Parents should focus on teaching children how to socialize, how to form healthy habits, and how to view down upon all the terrible practices that go in schools these days: ipads, big tech invasion, participation awards, elitist social agendas, compliance and punishment, reliance on drugs (“medication” for made up things like ADHD from third-rate soft science “scientists”), fear of authority, fear of failure, censorship, and on so many other issues, the list can go on forever.
An EQ course would be great for grade school.
We have a no electronics policy for our school, and it goes through the 8th grade.
I love your line “IQ gets you in the room. EQ keeps you in it.” I love the inspirational stories of the entrepreneurs you highlighted. It’s amazing how some people can go from nothing to greatness.

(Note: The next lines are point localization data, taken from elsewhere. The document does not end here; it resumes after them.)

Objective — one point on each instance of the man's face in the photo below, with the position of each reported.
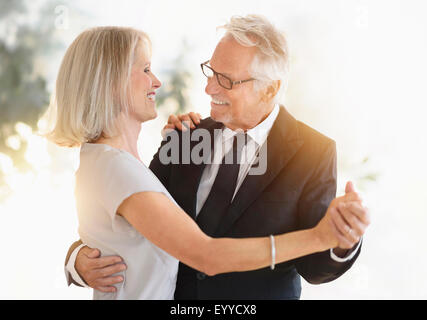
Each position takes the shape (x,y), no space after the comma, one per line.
(241,107)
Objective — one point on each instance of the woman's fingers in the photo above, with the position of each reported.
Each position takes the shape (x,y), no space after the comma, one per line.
(184,121)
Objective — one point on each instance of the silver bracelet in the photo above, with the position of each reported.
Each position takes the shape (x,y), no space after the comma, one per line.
(273,252)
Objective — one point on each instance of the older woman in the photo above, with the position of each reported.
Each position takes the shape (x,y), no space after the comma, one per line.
(104,91)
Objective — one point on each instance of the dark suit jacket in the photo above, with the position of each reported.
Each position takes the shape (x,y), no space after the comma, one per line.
(293,194)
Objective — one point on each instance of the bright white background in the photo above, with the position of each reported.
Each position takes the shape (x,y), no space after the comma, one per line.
(358,75)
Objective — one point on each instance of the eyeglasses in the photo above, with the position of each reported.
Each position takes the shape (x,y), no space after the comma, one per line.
(223,80)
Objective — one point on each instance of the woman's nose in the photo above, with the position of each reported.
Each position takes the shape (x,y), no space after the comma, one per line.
(156,82)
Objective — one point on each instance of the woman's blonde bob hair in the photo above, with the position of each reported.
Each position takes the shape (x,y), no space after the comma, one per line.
(93,86)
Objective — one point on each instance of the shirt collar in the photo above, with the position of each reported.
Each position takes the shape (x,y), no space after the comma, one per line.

I was also reminded of a video clip I watched yesterday about how those who have and project clarity, confidence, and conviction in their daily desires in life tend to get that same energy projected back into their lives. They know who they are and what they’re creating. There’s so much clarity. But those who get tangled up in fear, self doubt, and judgement and unclear desires in life tend to receive that same muddled energy back at them.
Great topic, thanks!
I completely agree on the devaluing of educational diploma. The piece of paper does not necessarily mean EQ, empathy, genuine relationships etc.
But until we find a place to put somewhat random people in the same place at the same time, I would still determine that attending post-secondary schools is a worthy goal for ok-ish teens. Other than extraordinary circumstances, I would not tell teens to skip post secondary school altogether. Note that some great business ideas brewed from people doing things together (often without seeking permission).
“Other than extraordinary circumstances, I would not tell teens to skip post secondary school altogether.”
Agree. My hope is that we parents can teach them more creativity and entrepreneurship during their first 18 years of life before they go to college or wherever.
So many opportunities to just do things with big downside risk.